English translation by Nader K. Uthman (2009)

Rashid Celal Siyouti recounted as follows:

Imagine! You open the hood of your car after it breaks down on you in the middle of the street, and where the engine should be you find a corpse folded in the fetal position! That’s not exactly what happened to me, but considering that this was my first visit to Cairo in three years, what happened was almost as strange.

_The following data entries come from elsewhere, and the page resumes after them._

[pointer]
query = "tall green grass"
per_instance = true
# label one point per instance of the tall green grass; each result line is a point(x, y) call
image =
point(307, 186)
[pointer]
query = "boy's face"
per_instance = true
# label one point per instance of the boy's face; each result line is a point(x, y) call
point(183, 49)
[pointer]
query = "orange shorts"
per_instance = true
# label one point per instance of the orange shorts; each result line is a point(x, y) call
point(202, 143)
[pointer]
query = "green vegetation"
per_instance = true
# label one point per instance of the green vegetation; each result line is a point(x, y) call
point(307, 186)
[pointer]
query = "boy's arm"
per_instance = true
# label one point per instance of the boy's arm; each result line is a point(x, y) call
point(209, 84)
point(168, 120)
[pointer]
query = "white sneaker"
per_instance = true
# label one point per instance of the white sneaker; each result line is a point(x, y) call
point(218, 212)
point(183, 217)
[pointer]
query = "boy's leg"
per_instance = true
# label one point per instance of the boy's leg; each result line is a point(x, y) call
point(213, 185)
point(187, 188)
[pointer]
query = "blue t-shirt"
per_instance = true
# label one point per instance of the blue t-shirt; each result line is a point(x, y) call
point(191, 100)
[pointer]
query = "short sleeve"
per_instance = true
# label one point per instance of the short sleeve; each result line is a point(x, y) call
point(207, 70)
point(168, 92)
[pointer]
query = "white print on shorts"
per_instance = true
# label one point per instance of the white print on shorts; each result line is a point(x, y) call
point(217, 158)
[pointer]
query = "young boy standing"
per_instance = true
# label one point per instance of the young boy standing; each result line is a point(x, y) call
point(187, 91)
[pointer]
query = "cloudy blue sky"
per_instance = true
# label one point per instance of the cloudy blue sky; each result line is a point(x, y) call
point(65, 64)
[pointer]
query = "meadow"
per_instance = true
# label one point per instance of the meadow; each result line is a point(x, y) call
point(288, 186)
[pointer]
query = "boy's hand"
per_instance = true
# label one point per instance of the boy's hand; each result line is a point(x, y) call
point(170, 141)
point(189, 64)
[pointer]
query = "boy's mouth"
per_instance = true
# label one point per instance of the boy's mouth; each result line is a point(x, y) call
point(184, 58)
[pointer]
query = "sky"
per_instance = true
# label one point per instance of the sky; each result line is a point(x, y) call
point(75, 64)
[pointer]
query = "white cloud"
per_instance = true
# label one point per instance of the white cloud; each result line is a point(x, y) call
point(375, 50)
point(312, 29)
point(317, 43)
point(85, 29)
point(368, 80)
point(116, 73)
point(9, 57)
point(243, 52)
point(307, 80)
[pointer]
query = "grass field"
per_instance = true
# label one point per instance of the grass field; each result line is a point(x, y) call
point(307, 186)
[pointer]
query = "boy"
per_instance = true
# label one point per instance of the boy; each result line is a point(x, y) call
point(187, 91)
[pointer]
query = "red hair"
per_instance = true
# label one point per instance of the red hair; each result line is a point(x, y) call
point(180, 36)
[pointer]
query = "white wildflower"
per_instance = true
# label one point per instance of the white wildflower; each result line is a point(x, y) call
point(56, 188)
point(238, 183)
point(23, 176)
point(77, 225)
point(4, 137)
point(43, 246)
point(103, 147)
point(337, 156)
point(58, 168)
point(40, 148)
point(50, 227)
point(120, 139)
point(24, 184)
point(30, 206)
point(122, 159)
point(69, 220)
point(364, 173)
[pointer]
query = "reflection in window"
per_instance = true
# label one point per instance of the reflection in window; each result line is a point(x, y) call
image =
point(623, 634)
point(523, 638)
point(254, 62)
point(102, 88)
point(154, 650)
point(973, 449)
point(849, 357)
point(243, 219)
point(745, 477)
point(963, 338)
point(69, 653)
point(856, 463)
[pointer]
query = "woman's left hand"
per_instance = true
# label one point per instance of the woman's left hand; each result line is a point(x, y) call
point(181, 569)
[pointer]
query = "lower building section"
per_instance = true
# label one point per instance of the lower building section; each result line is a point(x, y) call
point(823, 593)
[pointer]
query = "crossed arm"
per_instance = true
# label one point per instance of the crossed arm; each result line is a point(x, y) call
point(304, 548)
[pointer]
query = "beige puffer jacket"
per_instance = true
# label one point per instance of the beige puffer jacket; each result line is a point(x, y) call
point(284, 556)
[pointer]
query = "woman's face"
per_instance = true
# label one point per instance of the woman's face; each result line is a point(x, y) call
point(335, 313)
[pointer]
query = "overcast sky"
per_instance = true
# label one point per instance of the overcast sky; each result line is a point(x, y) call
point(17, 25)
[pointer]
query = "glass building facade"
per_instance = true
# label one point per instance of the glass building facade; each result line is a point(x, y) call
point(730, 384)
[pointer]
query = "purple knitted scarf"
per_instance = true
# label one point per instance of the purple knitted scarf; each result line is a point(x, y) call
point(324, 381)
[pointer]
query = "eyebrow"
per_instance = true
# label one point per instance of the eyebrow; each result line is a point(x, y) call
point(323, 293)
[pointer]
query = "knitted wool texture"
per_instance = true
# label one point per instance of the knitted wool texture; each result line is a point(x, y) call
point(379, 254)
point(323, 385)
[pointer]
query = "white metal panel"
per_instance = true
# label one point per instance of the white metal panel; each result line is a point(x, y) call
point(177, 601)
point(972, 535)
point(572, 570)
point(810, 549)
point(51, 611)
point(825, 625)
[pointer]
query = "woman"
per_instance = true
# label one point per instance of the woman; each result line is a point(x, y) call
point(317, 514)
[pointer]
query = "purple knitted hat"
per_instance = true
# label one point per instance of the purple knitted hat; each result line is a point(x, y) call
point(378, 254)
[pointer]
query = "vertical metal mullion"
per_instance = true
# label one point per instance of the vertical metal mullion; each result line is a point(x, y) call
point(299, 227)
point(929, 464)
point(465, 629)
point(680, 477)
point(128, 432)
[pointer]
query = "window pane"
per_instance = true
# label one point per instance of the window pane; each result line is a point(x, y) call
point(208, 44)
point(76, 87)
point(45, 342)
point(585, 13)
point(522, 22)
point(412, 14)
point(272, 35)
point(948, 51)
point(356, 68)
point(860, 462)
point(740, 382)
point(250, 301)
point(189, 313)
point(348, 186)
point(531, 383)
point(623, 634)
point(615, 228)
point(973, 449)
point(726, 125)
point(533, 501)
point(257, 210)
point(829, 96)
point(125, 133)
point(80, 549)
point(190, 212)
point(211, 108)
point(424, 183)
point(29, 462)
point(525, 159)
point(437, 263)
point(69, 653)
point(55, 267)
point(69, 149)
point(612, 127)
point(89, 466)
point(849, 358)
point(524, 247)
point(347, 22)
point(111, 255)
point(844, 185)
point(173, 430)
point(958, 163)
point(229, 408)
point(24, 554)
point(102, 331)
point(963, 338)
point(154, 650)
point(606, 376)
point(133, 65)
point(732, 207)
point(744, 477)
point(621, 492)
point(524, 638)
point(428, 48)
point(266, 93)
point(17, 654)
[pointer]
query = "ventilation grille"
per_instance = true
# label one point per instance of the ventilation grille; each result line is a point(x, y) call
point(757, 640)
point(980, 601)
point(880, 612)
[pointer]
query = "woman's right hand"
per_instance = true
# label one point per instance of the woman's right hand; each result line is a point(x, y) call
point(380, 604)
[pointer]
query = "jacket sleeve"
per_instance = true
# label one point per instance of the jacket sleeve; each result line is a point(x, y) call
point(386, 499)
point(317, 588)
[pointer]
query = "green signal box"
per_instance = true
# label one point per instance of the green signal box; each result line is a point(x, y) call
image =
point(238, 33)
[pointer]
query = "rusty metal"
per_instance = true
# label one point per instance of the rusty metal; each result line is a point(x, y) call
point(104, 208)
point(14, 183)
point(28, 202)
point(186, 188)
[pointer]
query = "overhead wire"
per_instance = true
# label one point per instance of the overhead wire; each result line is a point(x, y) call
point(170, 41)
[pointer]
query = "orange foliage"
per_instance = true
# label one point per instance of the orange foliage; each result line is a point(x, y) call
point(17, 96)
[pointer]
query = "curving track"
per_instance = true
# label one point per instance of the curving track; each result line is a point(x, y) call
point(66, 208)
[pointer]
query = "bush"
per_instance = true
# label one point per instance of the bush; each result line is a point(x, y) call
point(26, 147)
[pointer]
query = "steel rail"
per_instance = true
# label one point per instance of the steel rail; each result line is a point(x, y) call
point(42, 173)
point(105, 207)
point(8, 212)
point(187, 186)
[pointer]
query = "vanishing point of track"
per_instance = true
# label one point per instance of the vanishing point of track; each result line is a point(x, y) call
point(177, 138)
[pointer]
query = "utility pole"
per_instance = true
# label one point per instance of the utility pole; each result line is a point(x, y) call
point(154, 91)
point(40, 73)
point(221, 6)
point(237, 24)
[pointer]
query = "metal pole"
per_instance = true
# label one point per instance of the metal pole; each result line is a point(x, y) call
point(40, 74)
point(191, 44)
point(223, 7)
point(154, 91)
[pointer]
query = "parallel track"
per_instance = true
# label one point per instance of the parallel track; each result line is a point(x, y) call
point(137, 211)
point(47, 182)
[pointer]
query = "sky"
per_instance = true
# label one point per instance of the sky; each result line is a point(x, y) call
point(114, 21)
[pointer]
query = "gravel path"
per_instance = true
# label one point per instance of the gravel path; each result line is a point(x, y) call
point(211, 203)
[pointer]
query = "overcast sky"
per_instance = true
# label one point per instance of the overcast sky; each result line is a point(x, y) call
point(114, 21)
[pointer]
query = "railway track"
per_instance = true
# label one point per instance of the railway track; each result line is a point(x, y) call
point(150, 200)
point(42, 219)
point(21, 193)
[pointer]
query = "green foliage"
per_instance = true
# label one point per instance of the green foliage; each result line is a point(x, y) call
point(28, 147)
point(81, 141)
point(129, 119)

Afterwards, when I found out what my lifelong friend Mustafa Nayif Çorbacı had been through, what had made him leave Cairo a week before I arrived, things would fall into place. I was not to know Mustafa’s story until after I resumed my normal life as a backup doctor at Bethnal Green Hospital in East London, when I received an email[AM1] with a huge PDF file attached, containing the manuscrpt in which Mustafa wrote about his separation from his wife and what followed. There was a single line in the message window wondering whether, after reading the attachment, I would think he had gone crazy.[2] The PDF would prove to me that I didn’t make up that night on the way to Salah Salim Street under the stress of my matrimonial plans, thinking too much about the largest obstacle ahead. I live next to my job in Bethnal Green, and since I moved there in 2005, about two years ago, I’ve been living with a Druze co-worker whom I love. I would have married her long ago, if not for the fact that her family would never let her marry a non-Druze. So, when a ghost appeared to me in the flesh, saying that he was the nineteenth incarnation of God’s Anointed Ruler, Al-Hakim bi-Amr Allah, whom the Druze worship, I wondered if it was a hallucination brought on by reading about that obscure religion, and thinking about getting married, or the reason why I was forbidden from starting a family with my girlfriend. For a few hours I panicked, doubting that in having a relationship with this girl, I might really be desecrating something.